Companion technology makes Easi-CRISPR easier
From left, Masato Ohtsuka, Ph.D., and UNMC's Channabasavaiah Gurumurthy, M.V.S.C., (D.V.M.), Ph.D.
The groundbreaking work was done in collaboration with Masato Ohtsuka, Ph.D., an associate professor at Tokai University in Japan and is published in the March issue of "Genome Biology."
The Easi (Efficient additions with ssDNA inserts)-CRISPR technology, when paired with the new discovery called Genome editing via Oviductal Nucleic Acids Delivery (GONAD) can make those genetic changes without the need for complex microinjections.
The GONAD technology makes it easier to insert new sequences at the genomic cut sites, to correct disease mutation or replace a faulty gene, he said.
The method generates mouse models containing single-base changes, kilobase-sized deletions and knock-ins.

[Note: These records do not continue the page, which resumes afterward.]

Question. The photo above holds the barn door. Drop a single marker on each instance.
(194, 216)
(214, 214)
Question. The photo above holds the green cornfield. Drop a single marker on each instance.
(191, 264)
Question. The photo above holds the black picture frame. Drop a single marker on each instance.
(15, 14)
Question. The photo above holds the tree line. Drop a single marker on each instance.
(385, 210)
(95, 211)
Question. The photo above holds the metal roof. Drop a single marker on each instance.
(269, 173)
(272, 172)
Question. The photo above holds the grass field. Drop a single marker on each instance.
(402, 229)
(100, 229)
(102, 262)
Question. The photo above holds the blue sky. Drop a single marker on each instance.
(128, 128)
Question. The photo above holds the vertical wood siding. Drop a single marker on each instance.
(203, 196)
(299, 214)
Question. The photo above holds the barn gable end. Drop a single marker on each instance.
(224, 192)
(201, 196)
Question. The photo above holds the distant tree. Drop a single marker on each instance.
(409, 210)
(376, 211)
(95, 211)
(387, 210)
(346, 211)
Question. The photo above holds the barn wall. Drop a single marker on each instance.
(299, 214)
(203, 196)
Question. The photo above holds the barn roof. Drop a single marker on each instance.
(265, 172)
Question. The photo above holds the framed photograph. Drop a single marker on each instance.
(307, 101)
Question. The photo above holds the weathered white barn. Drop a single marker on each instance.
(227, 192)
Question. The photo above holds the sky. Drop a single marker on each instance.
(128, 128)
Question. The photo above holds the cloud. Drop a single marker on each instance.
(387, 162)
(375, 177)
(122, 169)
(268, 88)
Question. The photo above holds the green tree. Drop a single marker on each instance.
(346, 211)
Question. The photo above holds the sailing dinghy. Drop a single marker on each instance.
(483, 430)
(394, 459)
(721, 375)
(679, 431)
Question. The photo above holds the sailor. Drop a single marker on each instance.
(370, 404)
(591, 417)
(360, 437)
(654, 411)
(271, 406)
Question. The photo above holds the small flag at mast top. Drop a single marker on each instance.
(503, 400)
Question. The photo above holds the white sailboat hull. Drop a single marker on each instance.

The efficiency of GONAD is comparable to that of traditional microinjection methods, but avoids the technically difficult steps of handling zygotes in ex vivo fashion, which requires a separate recipient animal for embryo transfer.
"Such features make GONAD a perfect tool suitable for gene therapy applications," Dr. Gurumurthy said.
Drs. Gurumurthy and Masato said that both the Easi-CRISPR and GONAD methods already are being used in numerous labs worldwide thanks to the BioRxiv server where preprints of the articles (biorxiv1, biorxiv2 and biorxiv3) were published several months before their publications in peer-reviewed journals.